Just a few miles away from where I live sits the stadium of the Potomac Nationals. I’m a fan. I’d hate to see the team we call the P-Nats leave.

But . . . Hasta la vista.

The owner of this minor league affiliate of Major League Baseball’s Washington Nationals is demanding a new stadium. He threatens to move out of Prince William County, Virginia, if he does not get it.

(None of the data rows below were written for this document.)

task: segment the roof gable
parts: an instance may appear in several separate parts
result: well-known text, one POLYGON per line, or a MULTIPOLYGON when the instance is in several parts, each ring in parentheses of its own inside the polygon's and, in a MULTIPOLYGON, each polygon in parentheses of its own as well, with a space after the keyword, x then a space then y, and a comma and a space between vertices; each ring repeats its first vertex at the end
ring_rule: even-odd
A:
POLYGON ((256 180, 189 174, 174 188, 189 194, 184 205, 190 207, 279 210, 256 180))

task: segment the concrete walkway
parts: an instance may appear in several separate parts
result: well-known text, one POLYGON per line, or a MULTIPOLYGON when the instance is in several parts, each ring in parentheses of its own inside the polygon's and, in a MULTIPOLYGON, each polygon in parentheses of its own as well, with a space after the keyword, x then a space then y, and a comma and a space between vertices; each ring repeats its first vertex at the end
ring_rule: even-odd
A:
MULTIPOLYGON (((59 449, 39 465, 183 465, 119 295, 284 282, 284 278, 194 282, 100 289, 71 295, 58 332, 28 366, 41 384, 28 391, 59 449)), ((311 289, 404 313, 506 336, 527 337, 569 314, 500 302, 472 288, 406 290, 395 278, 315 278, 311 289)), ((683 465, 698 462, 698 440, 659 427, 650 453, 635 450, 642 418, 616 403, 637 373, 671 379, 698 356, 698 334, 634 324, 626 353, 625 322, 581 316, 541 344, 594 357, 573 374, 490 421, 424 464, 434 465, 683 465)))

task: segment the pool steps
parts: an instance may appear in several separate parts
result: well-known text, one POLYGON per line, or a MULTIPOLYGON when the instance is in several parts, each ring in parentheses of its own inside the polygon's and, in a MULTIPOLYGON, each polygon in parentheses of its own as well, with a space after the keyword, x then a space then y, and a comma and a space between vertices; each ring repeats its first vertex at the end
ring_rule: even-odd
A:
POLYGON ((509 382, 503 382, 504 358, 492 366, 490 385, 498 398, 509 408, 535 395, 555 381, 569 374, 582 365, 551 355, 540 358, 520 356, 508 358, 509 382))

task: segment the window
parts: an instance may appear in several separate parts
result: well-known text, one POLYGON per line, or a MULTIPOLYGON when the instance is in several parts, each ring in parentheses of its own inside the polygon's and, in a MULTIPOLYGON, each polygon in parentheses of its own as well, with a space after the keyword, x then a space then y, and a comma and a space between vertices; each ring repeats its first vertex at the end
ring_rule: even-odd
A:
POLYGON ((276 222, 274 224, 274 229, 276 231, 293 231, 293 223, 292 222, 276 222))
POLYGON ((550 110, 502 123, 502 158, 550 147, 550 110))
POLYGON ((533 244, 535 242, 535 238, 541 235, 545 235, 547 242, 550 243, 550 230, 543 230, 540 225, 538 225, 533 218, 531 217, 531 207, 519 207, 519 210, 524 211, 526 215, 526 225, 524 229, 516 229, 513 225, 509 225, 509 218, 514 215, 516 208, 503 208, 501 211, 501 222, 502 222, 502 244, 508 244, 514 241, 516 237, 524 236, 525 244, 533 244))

The Prince William County board of supervisors has already expressed interest in floating bonds to raise the $35 million the fancy new stadium would require — with the privately owned team paying the money back, with interest, over the next 30 years.

Compared to other crony-ish deals around the country, not such a terrible taxpayer swindle. Still, zillions of wrongs don’t make this right. County taxpayers would be on the hook in case of default. And if the marketplace believed the team could actually make such payments, a bank or other investors would come to the rescue.

Thankfully, a monkey wrench has been thrown into the deal. A county supervisor has proposed that voters should get a chance to decide, via a November referendum. The board of supervisors will consider the referendum tonight.

Voters should get the final say. But if there is a referendum, as much as I love having the team here, I will vote NO. I don’t cotton to forcing others to pay for my preferred entertainment.

Government has certain legitimate roles. Subsidizing sports is not one.

Even if the new stadium would be closer to my home than the old one.

This is Common Sense. I’m Paul Jacob.